CVE Vulnerabilities

CVE-2022-32245

Cleartext Transmission of Sensitive Information

Published: Aug 10, 2022 | Modified: Oct 26, 2022
CVSS 3.x
8.2
HIGH
Source:
NVD
CVSS:3.1/AV:N/AC:L/PR:N/UI:N/S:U/C:H/I:N/A:L
CVSS 2.x
RedHat/V2
RedHat/V3
Ubuntu

SAP BusinessObjects Business Intelligence Platform (Open Document) - versions 420, 430, allows an unauthenticated attacker to retrieve sensitive information plain text over the network. On successful exploitation, the attacker can view any data available for a business user and put load on the application by an automated attack.
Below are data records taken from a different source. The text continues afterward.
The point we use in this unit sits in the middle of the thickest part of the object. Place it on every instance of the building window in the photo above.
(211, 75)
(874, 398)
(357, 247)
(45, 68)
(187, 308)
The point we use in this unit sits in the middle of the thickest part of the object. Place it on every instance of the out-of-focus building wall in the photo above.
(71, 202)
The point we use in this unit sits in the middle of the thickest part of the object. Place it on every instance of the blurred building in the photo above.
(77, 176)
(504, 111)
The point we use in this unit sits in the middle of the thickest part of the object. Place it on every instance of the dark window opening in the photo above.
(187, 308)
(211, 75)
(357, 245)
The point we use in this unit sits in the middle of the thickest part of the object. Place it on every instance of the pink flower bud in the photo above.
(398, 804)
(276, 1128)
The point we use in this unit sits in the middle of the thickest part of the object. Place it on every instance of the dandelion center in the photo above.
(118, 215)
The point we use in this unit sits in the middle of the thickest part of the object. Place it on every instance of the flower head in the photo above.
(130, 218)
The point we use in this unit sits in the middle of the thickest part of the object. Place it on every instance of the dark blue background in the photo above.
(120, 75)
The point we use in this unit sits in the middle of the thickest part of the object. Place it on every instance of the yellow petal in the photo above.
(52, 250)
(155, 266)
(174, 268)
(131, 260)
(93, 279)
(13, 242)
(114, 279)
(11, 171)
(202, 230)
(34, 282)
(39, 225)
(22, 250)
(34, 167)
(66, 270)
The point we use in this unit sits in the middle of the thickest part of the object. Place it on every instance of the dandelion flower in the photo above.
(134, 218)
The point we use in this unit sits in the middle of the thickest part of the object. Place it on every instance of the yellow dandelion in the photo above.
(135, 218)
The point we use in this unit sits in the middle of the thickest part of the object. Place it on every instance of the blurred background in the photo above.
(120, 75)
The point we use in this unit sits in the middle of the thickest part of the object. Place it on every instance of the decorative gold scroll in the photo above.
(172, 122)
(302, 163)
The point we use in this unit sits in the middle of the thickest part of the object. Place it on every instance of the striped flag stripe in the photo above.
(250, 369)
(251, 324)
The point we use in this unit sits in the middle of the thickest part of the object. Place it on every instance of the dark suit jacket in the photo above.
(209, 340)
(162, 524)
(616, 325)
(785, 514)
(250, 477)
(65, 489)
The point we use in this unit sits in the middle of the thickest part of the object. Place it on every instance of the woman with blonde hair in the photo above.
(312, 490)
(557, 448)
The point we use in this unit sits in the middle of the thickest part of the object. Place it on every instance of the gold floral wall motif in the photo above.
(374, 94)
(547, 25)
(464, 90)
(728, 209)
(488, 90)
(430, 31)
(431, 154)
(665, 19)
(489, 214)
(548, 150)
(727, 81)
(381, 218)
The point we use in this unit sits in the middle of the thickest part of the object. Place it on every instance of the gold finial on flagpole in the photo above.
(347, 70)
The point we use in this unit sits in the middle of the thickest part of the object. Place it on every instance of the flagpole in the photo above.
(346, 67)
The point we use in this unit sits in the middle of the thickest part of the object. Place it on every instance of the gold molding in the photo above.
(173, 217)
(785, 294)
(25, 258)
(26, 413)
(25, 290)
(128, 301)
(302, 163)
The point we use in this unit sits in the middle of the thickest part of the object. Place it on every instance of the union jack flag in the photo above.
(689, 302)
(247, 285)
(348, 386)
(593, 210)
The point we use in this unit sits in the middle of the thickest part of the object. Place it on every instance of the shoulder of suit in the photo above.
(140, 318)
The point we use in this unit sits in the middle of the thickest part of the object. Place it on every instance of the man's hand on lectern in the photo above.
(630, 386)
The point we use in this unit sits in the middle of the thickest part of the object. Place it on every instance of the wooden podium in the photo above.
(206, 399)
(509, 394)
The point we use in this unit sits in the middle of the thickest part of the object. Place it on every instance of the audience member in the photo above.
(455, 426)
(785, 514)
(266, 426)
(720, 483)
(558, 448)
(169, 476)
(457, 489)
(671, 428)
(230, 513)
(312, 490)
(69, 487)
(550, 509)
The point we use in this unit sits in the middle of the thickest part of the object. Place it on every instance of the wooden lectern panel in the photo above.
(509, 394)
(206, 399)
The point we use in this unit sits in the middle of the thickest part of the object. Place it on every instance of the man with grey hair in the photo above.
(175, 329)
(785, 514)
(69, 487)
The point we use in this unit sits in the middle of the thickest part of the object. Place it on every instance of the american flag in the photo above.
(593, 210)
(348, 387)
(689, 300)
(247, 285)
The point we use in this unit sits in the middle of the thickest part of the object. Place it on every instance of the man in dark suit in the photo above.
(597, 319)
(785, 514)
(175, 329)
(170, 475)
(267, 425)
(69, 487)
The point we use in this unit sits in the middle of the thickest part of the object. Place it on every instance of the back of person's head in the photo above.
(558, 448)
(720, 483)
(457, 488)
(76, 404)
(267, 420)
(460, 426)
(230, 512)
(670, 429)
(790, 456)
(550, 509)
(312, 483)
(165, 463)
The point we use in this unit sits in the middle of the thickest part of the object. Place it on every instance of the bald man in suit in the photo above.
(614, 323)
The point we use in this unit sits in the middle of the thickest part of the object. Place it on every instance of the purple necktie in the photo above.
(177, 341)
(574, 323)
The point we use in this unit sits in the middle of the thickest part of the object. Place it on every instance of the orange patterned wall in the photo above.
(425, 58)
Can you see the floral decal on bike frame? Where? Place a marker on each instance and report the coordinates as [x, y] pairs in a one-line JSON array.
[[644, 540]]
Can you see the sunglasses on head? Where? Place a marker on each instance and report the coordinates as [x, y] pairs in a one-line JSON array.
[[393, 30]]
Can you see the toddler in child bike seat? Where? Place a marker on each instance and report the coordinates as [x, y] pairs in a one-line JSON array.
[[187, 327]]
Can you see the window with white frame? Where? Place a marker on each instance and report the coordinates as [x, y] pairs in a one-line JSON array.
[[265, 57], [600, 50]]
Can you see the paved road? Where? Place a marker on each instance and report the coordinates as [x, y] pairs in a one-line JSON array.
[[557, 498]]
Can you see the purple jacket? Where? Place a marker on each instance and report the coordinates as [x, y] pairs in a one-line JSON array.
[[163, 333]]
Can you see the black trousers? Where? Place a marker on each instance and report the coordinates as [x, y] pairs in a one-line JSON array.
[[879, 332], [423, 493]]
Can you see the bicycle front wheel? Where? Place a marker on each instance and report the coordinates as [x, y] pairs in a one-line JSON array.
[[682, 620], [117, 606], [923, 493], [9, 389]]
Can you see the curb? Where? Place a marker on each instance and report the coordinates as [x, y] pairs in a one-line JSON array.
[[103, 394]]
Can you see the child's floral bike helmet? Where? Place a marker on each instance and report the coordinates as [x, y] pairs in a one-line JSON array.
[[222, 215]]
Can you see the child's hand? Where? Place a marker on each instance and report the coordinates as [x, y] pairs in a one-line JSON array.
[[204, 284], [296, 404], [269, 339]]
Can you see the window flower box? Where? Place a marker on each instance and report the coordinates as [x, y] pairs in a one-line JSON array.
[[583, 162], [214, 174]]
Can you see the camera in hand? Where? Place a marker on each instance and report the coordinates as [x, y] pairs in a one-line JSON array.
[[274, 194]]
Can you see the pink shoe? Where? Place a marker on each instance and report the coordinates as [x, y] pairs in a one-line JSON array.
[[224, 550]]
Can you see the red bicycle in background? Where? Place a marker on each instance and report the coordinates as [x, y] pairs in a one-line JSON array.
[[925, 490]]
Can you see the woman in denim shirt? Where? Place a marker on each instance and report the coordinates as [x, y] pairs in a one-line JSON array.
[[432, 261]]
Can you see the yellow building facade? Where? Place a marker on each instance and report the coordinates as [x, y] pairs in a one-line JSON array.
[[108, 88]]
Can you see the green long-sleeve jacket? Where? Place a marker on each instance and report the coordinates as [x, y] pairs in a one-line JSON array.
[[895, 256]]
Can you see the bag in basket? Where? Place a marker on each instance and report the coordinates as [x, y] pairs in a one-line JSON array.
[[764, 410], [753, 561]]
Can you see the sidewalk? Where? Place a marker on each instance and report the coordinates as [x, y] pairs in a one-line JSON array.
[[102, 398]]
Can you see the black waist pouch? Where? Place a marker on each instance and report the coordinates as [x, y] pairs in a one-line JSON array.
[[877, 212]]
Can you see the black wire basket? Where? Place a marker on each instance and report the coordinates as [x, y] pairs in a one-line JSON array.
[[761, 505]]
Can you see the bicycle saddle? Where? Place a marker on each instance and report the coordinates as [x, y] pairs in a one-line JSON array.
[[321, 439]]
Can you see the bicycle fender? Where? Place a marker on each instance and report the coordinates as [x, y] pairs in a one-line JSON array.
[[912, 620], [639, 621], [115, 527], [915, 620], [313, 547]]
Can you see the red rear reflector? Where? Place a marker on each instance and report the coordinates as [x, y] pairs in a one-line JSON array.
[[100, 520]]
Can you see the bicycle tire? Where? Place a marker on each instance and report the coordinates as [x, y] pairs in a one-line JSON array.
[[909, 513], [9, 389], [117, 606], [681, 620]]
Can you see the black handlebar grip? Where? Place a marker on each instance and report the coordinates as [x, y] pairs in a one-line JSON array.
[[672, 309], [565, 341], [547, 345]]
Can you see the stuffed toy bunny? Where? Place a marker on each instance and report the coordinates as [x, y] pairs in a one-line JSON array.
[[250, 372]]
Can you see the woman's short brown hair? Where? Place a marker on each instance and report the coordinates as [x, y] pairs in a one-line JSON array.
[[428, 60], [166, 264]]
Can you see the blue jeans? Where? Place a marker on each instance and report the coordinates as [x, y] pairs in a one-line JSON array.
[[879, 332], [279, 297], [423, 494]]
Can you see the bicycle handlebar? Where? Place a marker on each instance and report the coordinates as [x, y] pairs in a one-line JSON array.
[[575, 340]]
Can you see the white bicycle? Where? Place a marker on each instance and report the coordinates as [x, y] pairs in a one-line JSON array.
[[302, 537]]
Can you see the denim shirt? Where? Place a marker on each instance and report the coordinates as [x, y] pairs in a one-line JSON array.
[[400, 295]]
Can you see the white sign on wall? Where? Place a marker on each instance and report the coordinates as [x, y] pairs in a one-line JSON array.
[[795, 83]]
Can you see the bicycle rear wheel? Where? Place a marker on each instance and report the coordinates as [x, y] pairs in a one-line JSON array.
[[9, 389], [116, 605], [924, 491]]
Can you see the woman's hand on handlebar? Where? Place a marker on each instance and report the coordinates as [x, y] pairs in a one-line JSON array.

Thus, completely compromising confidentiality but causing a limited impact on the availability of the application.

Weakness

The product transmits sensitive or security-critical data in cleartext in a communication channel that can be sniffed by unauthorized actors.

Affected Software

Name Vendor Start Version End Version
Businessobjects_business_intelligence Sap 420 (including) 420 (including)
Businessobjects_business_intelligence Sap 430 (including) 430 (including)

Extended Description

Many communication channels can be “sniffed” (monitored) by adversaries during data transmission. For example, in networking, packets can traverse many intermediary nodes from the source to the destination, whether across the internet, an internal network, the cloud, etc. Some actors might have privileged access to a network interface or any link along the channel, such as a router, but they might not be authorized to collect the underlying data. As a result, network traffic could be sniffed by adversaries, spilling security-critical data. Applicable communication channels are not limited to software products. Applicable channels include hardware-specific technologies such as internal hardware networks and external debug channels, supporting remote JTAG debugging. When mitigations are not applied to combat adversaries within the product’s threat model, this weakness significantly lowers the difficulty of exploitation by such adversaries. When full communications are recorded or logged, such as with a packet dump, an adversary could attempt to obtain the dump long after the transmission has occurred and try to “sniff” the cleartext from the recorded communications in the dump itself.